Les choses ne font que s’améliorer par la suite, avec le somptueux „Faux Bamboo“, dont les synthés organiques, la rythmique et la mélodie vocale en font un des points forts de l’album, et „Dream Is A Giver“, meilleure ballade d’un album qui en comporte plusieurs.
Ces deux titres plus calmes sont suivis par „Pirates“, dont l’instrumentation rappelle par moments les Wild Beasts, le jazz-funk de „Simple Pleasures“, bel exemple d’un titre que les Chili Peppers aimeraient bien pouvoir encore écrire et le réussi „Never Get You High“, qui n’aurait pas déteint sur „Keep You Close“, avant que le disque ne finisse sur un morceau de bravoure avec „Le Blues Polaire“ qui non seulement montre, après „Quatre Mains“, que Barman aurait pu poursuivre une carrière dans la chanson française contemporaine, mais qui récèle plusieurs (excellentes) chansons en une.
J’incite au passage tous les grincheux qui reprocheront au groupe d’avoir vendu leur âme en étant trop pop/orchestral, de réécouter des albums comme „Keep You Close“, où les penchants progressistes et improvisationnels du groupe furent déjà canalisés en des joyaux de pop orchestrale parfaitement ciselée.

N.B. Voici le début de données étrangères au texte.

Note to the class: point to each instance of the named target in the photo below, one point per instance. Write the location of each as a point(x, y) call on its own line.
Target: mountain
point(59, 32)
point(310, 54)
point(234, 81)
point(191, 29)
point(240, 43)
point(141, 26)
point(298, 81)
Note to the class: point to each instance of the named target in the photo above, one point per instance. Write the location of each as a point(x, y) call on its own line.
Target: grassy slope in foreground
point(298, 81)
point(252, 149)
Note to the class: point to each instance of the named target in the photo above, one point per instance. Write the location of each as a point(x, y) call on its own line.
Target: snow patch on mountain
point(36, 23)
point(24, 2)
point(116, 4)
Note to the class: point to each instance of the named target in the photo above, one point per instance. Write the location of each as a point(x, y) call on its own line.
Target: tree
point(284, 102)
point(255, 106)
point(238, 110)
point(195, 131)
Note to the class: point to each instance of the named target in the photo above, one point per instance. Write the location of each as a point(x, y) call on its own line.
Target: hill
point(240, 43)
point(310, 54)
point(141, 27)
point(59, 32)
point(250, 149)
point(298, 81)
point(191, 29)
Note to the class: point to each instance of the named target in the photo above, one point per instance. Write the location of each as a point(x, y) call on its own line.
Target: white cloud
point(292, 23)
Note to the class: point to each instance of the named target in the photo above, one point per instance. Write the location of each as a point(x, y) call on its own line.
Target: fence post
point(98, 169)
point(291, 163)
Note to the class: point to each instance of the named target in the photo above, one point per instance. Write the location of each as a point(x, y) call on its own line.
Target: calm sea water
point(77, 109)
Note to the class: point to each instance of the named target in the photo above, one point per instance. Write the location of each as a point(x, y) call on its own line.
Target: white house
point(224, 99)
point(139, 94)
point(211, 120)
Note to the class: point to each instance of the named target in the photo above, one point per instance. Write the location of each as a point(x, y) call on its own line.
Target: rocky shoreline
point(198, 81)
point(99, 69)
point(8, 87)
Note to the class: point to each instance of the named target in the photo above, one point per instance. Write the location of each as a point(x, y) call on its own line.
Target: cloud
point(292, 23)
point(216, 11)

Si „How To Replace It“ est un chouïa trop long et qu’il comporte donc quelques morceaux dispensables vers sa fin – hormis pour ceux qui ont toujours voulu savoir de quoi un titre dEUS aurait l’air si Barman chantait sur une composition digne d’Elton John, „Love Breaks Down“ est un peu too much –, ce premier album en onze ans fait espérer que le temps d’attente pour le prochain sera moins long.